After putting countless cars on-edge wondering when the driver was finally going to almost rear-end them before speeding ahead rolling coal, local Ram pickup truck driver Alan Stephens was finally pulled over this afternoon on I-90 for failure to tailgate.

“Sir, you were maintaining an entire 3- to 4-second distance even behind all the Subarus—this is how accidents happen,” said State Patrol Trooper Walter Lungren after asking Stephens to step outside of his vehicle. “People expect pickups to ride their asses no matter how fast they’re going or which lane they’re in, so we’ve got folks all over the road now alternating between slowing down, speeding up, and stopping on the side of the road having panic attacks wondering when you’re just going to get your oil-fueled power-trip over with.
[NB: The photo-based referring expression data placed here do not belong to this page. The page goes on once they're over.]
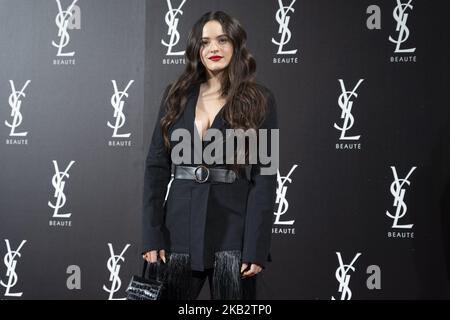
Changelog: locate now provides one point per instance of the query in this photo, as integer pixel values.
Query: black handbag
(147, 288)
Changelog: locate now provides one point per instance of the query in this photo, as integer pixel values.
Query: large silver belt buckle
(198, 177)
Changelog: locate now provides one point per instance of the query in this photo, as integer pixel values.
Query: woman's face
(216, 49)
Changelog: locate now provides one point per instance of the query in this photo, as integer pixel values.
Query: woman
(216, 222)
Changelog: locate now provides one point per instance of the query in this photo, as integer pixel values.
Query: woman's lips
(215, 58)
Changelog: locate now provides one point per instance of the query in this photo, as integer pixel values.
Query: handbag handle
(153, 269)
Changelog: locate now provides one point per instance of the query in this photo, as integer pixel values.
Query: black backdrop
(332, 207)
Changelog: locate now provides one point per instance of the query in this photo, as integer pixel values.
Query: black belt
(202, 174)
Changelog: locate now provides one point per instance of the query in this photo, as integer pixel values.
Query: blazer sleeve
(261, 201)
(156, 178)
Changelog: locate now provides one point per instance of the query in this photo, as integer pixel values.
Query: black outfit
(200, 222)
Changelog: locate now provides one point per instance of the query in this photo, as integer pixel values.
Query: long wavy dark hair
(245, 105)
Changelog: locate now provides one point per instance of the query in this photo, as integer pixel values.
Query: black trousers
(198, 279)
(225, 281)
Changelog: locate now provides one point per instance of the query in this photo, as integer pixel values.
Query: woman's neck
(213, 84)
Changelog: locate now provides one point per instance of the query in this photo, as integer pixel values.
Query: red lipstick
(215, 58)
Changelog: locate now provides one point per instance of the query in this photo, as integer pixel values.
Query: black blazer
(204, 218)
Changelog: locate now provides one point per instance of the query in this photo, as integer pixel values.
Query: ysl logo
(172, 22)
(343, 278)
(15, 104)
(117, 103)
(58, 184)
(114, 269)
(398, 192)
(283, 21)
(281, 197)
(11, 263)
(62, 22)
(346, 105)
(403, 32)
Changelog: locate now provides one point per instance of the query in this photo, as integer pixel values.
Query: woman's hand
(253, 270)
(151, 256)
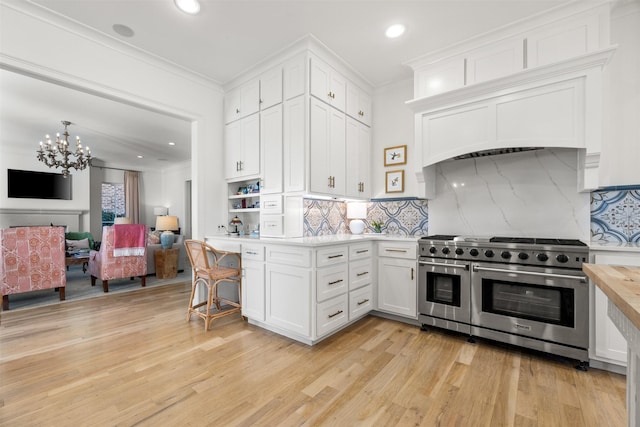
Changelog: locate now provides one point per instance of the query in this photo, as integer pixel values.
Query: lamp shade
(356, 210)
(167, 222)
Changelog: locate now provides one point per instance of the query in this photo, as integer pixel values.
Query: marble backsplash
(615, 215)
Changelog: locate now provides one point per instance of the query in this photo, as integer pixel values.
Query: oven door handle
(583, 279)
(441, 264)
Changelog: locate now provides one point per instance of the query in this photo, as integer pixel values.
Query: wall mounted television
(38, 185)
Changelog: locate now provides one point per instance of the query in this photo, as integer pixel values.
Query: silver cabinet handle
(531, 273)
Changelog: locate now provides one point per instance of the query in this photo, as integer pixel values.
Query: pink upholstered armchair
(105, 266)
(31, 258)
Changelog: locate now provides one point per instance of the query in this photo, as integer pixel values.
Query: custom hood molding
(553, 105)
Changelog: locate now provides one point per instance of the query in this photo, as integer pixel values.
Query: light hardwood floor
(132, 359)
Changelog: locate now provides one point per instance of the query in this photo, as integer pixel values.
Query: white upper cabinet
(271, 145)
(295, 77)
(358, 146)
(242, 148)
(328, 85)
(358, 104)
(271, 88)
(242, 101)
(327, 142)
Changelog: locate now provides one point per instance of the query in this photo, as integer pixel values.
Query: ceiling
(225, 39)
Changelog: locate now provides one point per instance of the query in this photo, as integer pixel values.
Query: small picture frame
(395, 181)
(395, 155)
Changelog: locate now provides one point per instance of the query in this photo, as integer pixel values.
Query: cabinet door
(610, 345)
(271, 88)
(294, 137)
(397, 288)
(271, 145)
(289, 298)
(327, 140)
(358, 148)
(253, 293)
(358, 104)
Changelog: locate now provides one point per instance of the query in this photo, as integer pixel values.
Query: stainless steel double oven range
(528, 292)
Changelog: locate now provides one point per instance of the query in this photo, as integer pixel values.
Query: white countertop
(313, 241)
(615, 246)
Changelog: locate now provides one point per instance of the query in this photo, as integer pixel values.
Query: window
(112, 202)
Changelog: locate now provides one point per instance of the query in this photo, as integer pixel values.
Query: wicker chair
(207, 270)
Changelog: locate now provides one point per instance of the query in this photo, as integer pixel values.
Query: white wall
(620, 158)
(95, 63)
(392, 126)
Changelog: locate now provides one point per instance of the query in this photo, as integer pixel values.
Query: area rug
(79, 287)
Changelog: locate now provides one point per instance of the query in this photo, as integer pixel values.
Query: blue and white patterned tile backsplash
(615, 215)
(399, 217)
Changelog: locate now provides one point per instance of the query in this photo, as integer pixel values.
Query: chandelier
(57, 155)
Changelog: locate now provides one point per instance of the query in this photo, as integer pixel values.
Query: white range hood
(549, 106)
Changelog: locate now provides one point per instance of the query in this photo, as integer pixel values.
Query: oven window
(541, 303)
(443, 288)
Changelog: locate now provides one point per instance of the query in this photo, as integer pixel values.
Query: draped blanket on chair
(128, 239)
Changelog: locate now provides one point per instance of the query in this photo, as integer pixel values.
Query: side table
(166, 263)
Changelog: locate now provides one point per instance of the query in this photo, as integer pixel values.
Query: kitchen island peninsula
(621, 285)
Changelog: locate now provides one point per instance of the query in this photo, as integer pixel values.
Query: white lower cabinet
(288, 298)
(608, 345)
(332, 314)
(397, 288)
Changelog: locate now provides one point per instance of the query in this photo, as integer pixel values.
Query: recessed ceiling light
(123, 30)
(394, 31)
(192, 7)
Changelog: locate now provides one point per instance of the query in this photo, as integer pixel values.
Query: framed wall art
(395, 155)
(395, 181)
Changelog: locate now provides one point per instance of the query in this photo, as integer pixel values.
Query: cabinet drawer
(288, 255)
(332, 314)
(360, 251)
(360, 273)
(271, 204)
(331, 282)
(407, 250)
(360, 302)
(271, 225)
(331, 256)
(254, 253)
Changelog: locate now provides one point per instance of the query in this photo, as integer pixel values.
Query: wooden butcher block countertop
(621, 284)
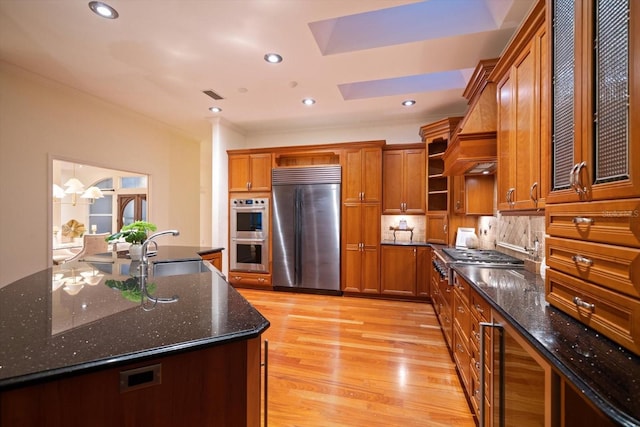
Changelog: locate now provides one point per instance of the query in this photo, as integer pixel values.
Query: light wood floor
(343, 361)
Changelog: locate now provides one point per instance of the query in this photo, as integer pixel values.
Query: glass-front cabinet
(596, 86)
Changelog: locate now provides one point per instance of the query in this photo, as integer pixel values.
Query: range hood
(471, 154)
(473, 148)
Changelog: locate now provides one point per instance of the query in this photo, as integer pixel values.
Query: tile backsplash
(516, 235)
(417, 222)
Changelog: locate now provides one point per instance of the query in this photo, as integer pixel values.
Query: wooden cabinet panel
(361, 195)
(361, 241)
(404, 181)
(250, 172)
(473, 194)
(613, 314)
(399, 270)
(239, 171)
(615, 222)
(392, 182)
(249, 280)
(215, 259)
(523, 126)
(437, 228)
(214, 386)
(362, 175)
(423, 272)
(613, 267)
(415, 181)
(260, 167)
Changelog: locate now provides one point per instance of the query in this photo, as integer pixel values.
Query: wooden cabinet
(250, 172)
(218, 385)
(461, 331)
(473, 194)
(436, 137)
(242, 279)
(596, 108)
(423, 274)
(362, 175)
(593, 206)
(404, 180)
(404, 271)
(215, 258)
(361, 210)
(361, 254)
(441, 298)
(502, 374)
(523, 134)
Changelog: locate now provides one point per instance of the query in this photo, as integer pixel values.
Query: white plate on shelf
(462, 235)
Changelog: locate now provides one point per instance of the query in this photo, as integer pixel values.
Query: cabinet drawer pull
(533, 198)
(577, 183)
(137, 378)
(582, 260)
(582, 303)
(510, 200)
(582, 220)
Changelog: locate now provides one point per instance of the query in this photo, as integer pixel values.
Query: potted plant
(135, 233)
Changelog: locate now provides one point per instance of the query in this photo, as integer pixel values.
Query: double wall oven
(249, 231)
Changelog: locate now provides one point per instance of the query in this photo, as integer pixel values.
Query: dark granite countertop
(51, 327)
(403, 243)
(603, 371)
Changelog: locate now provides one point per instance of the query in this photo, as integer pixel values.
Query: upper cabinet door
(362, 175)
(250, 172)
(414, 181)
(523, 131)
(260, 176)
(392, 182)
(595, 117)
(239, 168)
(404, 181)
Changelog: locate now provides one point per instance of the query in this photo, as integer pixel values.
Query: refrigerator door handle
(297, 244)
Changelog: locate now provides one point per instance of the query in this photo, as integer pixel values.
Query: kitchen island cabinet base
(217, 385)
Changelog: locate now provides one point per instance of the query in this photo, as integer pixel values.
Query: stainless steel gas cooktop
(486, 257)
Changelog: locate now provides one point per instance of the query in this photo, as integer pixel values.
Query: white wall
(397, 133)
(41, 120)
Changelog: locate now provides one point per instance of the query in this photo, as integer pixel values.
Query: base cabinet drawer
(613, 222)
(611, 313)
(614, 267)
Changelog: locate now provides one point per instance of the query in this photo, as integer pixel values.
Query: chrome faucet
(143, 270)
(145, 259)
Wow … and I just noticed you don’t even have truck nuts – get your act together, sir.”

Even more disturbing yet, Stephens was allegedly allowing drivers to change lanes after signaling instead of slamming his foot on the gas pedal to prevent them from merging.

“People are just driving crazier and crazier down I-90,” said visibly shaken driver Shelley Davis, one of the many drivers who stopped to collect themselves on the roadside to avoid Stephens’ unpredictable driving. “As soon as I saw a Ram pickup, I was prepared for the entirety of my car to be lit up by LED high beams to blind me, but I just kept on being able to see and drive safely. Who taught that psycho how to drive?”

Stephens admitted he was shocked by his own behavior and promised not to dangerously confuse other fellow drivers like that again.  

“I’m so sorry – I think I just forgot I wasn’t driving my wife’s Mazda minivan today. But that’s no excuse for putting people in safety’s way like that. From now on, I’ll be sure to drive in the middle lane at 95 and rev my engine at every 2013 Prius only doing 80.”